Hello,
Let’s take as an example the following use-case, which is rather common for HEP. In the original TTree each entry corresponds to one event. Each event contains information about multiple objects of different types that is stored as std::vector<float> (or arrays). I would like to study the behavior of objects that belongs to the given type, for example tau and have the possibility to fully exploit the benefits provided by RDataFrame (e.g. Define, Filter, Reduce etc.). As I see it, the best way to do it would be something like:
auto df_taus = df_events.Flatten({"tau_pt", "tau_eta", ...});
// then use df_taus as a normal RDataFrame, e.g.
df_taus = df_taus.Filter("tau_pt > 20 && abs(tau_eta) < 2.3");
df_taus = df_taus.Define("tau_E_over_pt", "tau_E / tau_pt");
// and so on
But I don’t succeed to find any elegant solution for that, which would provide functionality that is similar to the one illustrated above. Does someone have any suggestions?
There are other changes with higher priority, so not necessarily…buuuut getting pinged by users is a good way to increase the urgency of a feature request .
Handing off to @swunsch for the numpy arrays question.

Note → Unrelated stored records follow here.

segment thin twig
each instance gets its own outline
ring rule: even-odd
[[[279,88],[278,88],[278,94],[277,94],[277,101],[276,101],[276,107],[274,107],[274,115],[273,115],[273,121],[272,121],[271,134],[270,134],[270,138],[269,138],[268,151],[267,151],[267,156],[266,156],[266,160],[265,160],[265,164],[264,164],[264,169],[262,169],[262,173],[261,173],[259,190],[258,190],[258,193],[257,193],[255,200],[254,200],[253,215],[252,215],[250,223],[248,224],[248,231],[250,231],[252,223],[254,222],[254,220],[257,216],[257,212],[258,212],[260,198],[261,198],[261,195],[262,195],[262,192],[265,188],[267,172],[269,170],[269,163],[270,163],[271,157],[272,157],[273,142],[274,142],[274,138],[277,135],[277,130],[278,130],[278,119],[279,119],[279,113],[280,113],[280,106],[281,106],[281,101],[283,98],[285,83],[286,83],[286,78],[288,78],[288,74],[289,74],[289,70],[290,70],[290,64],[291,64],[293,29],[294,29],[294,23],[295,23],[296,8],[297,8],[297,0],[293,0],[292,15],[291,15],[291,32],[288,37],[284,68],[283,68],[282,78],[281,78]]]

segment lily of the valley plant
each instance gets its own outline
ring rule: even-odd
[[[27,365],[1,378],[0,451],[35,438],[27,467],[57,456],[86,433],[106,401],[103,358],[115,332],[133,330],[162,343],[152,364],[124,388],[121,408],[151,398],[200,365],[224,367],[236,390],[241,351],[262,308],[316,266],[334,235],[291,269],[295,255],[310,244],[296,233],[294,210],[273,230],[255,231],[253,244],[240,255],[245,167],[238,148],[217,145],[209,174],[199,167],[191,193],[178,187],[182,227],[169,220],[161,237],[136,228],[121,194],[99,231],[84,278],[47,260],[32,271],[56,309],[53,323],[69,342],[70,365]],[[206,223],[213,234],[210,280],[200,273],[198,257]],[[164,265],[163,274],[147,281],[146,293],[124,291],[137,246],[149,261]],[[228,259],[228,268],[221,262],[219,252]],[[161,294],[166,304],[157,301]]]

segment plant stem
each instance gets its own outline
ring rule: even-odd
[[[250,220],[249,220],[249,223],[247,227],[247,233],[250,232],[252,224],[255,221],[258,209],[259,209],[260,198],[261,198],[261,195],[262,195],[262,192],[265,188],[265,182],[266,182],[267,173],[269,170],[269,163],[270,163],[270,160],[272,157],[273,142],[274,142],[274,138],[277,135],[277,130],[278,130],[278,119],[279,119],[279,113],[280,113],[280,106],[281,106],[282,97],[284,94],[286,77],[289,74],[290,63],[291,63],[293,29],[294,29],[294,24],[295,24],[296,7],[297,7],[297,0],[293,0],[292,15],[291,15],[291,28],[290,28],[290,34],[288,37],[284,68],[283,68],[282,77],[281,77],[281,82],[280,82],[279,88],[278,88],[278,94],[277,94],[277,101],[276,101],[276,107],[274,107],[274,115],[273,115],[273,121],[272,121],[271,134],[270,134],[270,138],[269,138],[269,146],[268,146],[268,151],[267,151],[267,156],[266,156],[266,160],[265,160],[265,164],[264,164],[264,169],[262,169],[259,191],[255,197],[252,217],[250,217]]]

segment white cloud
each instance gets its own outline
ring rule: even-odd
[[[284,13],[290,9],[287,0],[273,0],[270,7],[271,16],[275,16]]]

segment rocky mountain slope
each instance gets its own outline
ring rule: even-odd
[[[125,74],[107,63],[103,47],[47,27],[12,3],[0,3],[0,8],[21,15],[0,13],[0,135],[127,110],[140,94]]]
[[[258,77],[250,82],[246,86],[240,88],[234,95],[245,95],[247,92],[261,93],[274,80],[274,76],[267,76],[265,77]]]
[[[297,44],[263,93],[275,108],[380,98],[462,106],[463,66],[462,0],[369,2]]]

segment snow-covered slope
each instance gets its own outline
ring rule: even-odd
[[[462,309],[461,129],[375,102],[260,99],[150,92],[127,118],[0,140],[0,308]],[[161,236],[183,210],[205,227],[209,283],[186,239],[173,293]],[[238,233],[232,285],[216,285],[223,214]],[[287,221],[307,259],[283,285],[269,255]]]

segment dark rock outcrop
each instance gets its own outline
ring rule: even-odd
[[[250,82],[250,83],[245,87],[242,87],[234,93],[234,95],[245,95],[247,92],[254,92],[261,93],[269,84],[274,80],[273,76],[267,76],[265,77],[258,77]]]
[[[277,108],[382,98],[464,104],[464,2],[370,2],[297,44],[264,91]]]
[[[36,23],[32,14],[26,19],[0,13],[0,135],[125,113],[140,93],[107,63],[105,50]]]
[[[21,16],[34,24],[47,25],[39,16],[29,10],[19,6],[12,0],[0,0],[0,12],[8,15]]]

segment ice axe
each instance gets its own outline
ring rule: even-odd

{'Muon_pt': numpy.array([<ROOT.ROOT::VecOps::RVec<float> object at 0x630d310>,
<ROOT.ROOT::VecOps::RVec<float> object at 0x630d338>,
<ROOT.ROOT::VecOps::RVec<float> object at 0x630d360>],
dtype=object)}
Because the arrays can have variable size, we read them out as the corresponding C++ object (ROOT::RVec<float> in this case). Note that the read out is much slower than reading fundamental types since we have to create the Python proxies for each event.
Hi Stefan,
thank you!
is there a way to convert such array to a “normal” numeric numpy array with padding without doing an explicit loop in python? I tried to do it as in the code below (and some variations of it), but didn’t succeed to make it work.
n_evt = 3
data = df.Range(n_evt).AsNumpy(columns=["nMuon", "Muon_pt"])
max_n_muon = int(np.amax(data['nMuon']))
x = np.zeros((n_evt, max_n_muon))
x[:, :] = data['Muon_pt'][:][:]
P.S. Although the solution I pointed above is working, it is way too slow for even a moderate dataset size, and would not be suitable for any real application… Any ideas how the performance could be improved?